F# leftOuterJoin Query Expressions Where the Joined Result Is Null

RecursiveEnigma
TechDev Mix
Published in
2 min readMay 20, 2018

I recently ran into a strange problem with a leftOuterJoin query expression in F#. In SQL (T-SQL) this would roughly be the equivalent query I was trying to create:

SELECT openTrade.*
FROM trade openTrade
LEFT JOIN trade closedTrade
ON closedTrade.isOpen = 0
AND closedTrade.type = “Sold”
AND closedTrade.transactionQuantity IS NOT NULL
AND closedTrade.shareName = openTrade.shareName
AND ABS(closedTrade.transactionQuantity) = trade.transactionQuantity
WHERE trade.isOpen = 1
AND trade.transactionQuantity IS NOT NULL
AND closedTrade IS NULL

Imagine a list of share buy and sell transactions. So here I’m trying to find all open trade transactions, where the buy transaction does not have a matching sell transaction, with the same number of shares.

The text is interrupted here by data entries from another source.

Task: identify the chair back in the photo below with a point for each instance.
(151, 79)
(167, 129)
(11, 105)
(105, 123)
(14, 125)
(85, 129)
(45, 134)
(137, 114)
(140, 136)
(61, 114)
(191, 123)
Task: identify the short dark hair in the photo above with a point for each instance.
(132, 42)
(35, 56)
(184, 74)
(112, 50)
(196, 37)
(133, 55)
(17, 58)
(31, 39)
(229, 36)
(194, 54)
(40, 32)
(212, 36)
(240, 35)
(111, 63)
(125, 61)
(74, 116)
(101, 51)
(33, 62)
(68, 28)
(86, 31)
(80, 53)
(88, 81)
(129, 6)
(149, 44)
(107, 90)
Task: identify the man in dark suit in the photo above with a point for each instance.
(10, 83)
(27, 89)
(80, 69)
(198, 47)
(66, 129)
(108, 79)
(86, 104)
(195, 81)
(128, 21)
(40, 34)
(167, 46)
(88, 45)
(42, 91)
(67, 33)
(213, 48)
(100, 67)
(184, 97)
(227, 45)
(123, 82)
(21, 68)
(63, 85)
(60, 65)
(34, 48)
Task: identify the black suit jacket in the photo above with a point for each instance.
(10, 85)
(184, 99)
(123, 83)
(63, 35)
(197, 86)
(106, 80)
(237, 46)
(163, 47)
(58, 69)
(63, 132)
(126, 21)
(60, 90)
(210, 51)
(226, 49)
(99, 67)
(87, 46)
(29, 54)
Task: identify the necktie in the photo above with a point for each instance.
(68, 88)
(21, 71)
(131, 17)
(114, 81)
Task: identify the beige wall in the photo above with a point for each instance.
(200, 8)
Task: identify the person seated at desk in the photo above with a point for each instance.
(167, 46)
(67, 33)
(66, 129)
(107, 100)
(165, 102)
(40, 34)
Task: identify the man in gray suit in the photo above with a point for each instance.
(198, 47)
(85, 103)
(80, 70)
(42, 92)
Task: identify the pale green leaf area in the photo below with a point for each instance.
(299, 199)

Here is my final F# query expression for the Trade records:

for openTrade in trades 
(fun t -> t.IsSome &&
t.Value.isOpen &&
t.Value.transaction.quantity.IsSome) do
leftOuterJoin closedTrade in trades
(fun t -> t.IsSome &&
not t.Value.isOpen &&
t.Value.type’ = TradeType.Sold &&
t.Value.transaction.quantity.IsSome)
on ((openTrade.share.name, openTrade.transaction.quantity.Value) = (closedTrade.share.name, (abs closedTrade.transaction.quantity.Value)))
into result
for closedTrade in result do
where (box closedTrade = null)
select openTrade }

As you can see what’s very cool about F#’s query expressions is that they have an actual left join statement, unlike C# Linq expressions.

If you pay careful attention, the next thing you will notice is that I’m not using result.DefaultIfEmpty(). Because C#’s Linq expressions don’t have a leftOuterJoin, you have to use DefaultIfEmpty with a normal join. But F#’s leftOuterJoin takes cares of this for us, contrary to what Microsoft’s incorrect F# documentation states.

Another interesting point you will notice, is that in the join statement I’m joining on two properties. If you want to join on multiple properties in query expressions, you have to create a tuple from the properties’s values, and compare the two tuples with each other.

Up to this point all the leftOuterJoin examples and documentation work as promised. That is until you try to find the records with no (null) matches. So the weird thing you will encounter is that your “where” clause throws a NullReferenceException. How can this be, because you’re applying the expression over a sequence of records?

Okay, so no problem, just check if the closedTrade is null… but, wait … F# complains because obviously record types can’t be null. But … you’re getting a NullReferenceException at runtime, on something that can’t be null, and at compile time it isn’t … what the hell!

I haven’t gotten to the bottom of the reason why this is happening, but as you can see, the trick is to box your record type, and then compare it to null.

And voila! There you have it. A neat little example of how to find all left joins where they’re null, with F# query expressions.